This is something I’ve been waiting to see collected for quite a while. Here we have one of the best writers in comics with a substantial run on “Batman” that was never collected outside of a couple crossover issues and a four issue sampler from several years back. What gives? I figured that it had to do with Brubaker’s defection to Marvel during his tenure on “Gotham Central,” but while reading this volume I started to think otherwise. Most of the stories here are pretty ordinary. You have Batman up against Zeiss, a new villain who can see things faster than normal and record combat moves with the goggles that pipe the images directly to his brain. That rivalry plays out over the course of this volume as the title character also has to deal with a loyal employee who turned to a life of crime, a childhood sweetheart who is now a budding mafioso, new revelations about his father, and Deadshot. Because why not?
All of this plays out in a pretty straightforward fashion with Batman being knocked metaphorically off balance by these new threats before dealing with them and going on to kick the bad guys in the head. Even the weirder stuff — an alien seeks sanctuary at a Gotham church, a Jokerized Santa runs riot through the city, an issue dedicated to exploring Batman’s status as an urban myth — plays out in ways that solidly conform to the “Batman” formula. Was Brubaker just unsuccessful in his attempts to find new angles on the character and his struggles, or is this an example of how a good writer can simply phone it in and turn out something decently readable with little effort? Thinking about it, that’s probably the most interesting question this book poses.
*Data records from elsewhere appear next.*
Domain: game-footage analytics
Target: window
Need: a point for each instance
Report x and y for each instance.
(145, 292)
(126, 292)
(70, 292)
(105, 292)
Making more of an effort is the artist for nearly all of the issues here, Scott McDaniel. He turns in some big, bold, high-energy work here that eschews a lot of the darkness you typically see in most “Batman” stories. It’s very distinctive work and I can’t help but think that it must’ve driven the noir-loving Brubaker nuts to work with an artist whose style was antithetical to the stories he likes to tell. The unpolished work from Stefano Gaudiano in the “Our Worlds at War” issue is more in line with what you’d expect to see in a story from this writer. It also (coincidentally, I’m sure) results in one of the better stories in this volume. Even so, this is the kind of collection that you’ll enjoy more the less demanding of a “Batman” fan you are.